Zunächst nutzte ihn RFE/RL für sein parallel unter der Marke Radio Farda gestartetes Iran-Programm. Dabei blieb es, bis eine leistungsfähigere (800 kW), im Auftrag der USA von der staatlichen Rundfunkgesellschaft in Abu Dhabi gebaute Mittelwellenanlage zur Verfügung stand.
Danach übertrug RFE/RL auf 1593 kHz noch sein Irak-Programm, das seit 2015 nicht mehr existiert. Im Vorgriff auf diese völlige Einstellung überließ man die Frequenz bereits 2013 Alhurra, das hier eine andere als die auf 1548 kHz verbreitete Variante seines Hörfunkprodukts Radio Sawa aufschaltete.
Inzwischen häuften sich die technischen Schwierigkeiten mit dem älteren Sender. So führten 2012 Ausfälle der Kühlung zur Zerstörung mehrerer Senderöhren. Dies mündete zwischen 2019 und 2021 – das hatte schon kein Beobachter mehr verfolgt – in die Stillsetzung.
Für Sendungen nach Afghanistan und Pakistan entstanden kurzfristig vier Kurzwellenantennen. In Betrieb gingen sie 2003 mit drei Sendern (US-amerikanische Bauart, 250 kW) aus den eingelagerten Ausrüstungen der 1996 geschlossenen Station Glória in Portugal.
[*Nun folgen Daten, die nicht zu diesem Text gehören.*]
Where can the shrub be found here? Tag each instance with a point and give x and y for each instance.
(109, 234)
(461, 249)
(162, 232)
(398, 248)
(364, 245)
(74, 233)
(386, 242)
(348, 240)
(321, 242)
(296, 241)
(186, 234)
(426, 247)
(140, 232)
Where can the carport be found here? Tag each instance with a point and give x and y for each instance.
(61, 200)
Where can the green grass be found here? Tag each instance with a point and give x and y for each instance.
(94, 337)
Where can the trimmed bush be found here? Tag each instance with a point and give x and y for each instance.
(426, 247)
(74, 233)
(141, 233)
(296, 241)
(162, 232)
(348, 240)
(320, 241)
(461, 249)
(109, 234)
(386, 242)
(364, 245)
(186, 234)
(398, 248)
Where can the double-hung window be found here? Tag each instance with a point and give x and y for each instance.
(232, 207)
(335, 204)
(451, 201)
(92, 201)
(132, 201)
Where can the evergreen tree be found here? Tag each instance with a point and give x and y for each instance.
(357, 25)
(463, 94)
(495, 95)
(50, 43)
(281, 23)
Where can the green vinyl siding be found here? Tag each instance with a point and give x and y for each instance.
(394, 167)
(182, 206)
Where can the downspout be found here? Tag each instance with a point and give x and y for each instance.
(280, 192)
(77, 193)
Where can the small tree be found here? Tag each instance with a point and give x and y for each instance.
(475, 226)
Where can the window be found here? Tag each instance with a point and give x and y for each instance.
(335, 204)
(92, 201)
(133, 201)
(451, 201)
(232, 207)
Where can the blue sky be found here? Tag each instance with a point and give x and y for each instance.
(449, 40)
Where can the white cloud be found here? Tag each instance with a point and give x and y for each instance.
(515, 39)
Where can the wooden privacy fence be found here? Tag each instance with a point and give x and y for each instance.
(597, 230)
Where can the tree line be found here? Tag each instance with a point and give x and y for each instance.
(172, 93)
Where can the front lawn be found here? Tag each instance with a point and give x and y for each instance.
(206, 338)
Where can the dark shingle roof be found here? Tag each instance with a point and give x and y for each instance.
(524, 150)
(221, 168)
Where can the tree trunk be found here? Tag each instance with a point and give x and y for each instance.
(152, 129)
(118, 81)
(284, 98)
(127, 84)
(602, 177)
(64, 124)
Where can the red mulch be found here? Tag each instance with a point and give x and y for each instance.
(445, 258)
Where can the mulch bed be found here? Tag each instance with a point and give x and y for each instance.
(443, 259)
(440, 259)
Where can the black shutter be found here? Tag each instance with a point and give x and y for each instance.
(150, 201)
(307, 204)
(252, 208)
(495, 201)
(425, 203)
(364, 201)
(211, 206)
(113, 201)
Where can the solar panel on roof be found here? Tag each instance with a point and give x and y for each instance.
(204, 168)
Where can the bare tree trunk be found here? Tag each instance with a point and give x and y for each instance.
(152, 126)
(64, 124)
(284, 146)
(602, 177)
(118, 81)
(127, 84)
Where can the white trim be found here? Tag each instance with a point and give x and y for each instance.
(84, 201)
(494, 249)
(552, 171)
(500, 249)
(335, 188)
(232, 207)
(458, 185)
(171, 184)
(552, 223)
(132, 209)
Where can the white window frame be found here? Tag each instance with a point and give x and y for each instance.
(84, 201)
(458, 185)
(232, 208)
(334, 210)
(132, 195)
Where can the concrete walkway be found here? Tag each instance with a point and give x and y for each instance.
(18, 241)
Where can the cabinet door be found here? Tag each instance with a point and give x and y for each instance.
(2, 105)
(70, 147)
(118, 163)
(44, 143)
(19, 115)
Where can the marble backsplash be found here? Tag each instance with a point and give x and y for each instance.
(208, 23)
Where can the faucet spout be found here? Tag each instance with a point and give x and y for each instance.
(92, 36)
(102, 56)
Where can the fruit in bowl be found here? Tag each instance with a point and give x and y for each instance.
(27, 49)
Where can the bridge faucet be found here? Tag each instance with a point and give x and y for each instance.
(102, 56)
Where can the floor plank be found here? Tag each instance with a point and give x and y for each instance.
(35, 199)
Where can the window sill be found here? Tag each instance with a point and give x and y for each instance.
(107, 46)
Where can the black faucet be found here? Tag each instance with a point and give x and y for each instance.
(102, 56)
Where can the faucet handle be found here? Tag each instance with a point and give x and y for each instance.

Parallel hatte die Einstellung des Mittelwellenbetriebs in Oberlaindern die Wogen nicht glätten können. Die zunächst weitergeführten Ausstrahlungen auf Kurzwelle, mit vier Sendern des bereits aus Glória bekannten Typs, fanden ebenfalls keine Akzeptanz mehr.
Somit verzichteten die USA zum Ende des Jahres 2003 ganz auf den Standort. Einer der Sender kam 2005 nach Kuwait, wo sich das Zielgebiet des Kurzwellenbetriebs fortan um China und den Iran erweiterte. Seitdem wird Radio Farda hier rund um die Uhr (abgesehen von zeitweisen Auslagerungen) auf der markanten Frequenz 5860 kHz übertragen.
2007 zog der Auslandsrundfunk der USA sich schließlich auch aus Ismaning zurück. Nach dem Wegfall der Mittelwelle 1197 kHz (2005) war hier noch Satellitentechnik verblieben, die ebenfalls nach Kuwait umgesetzt wurde.
Ebenso verfahren wurde mit einer 600 kW starken, 2006 auf Rhodos stillgelegten Mittelwellenanlage, um sich für Radio Farda die teure Sendermiete in Abu Dhabi sparen zu können.
Der Wiederaufbau geriet zu einer Serie von Pleiten, Pech und Pannen (der kalifornische Auftragnehmer bezahlte erst Leistungen seiner Subauftragnehmer nicht und ließ die Baustelle dann ganz ruhen, wodurch sich die für 2008 geplante Fertigstellung bis 2010 hinzog) – und mündete in eine 5,2 Millionen Dollar teure Investruine.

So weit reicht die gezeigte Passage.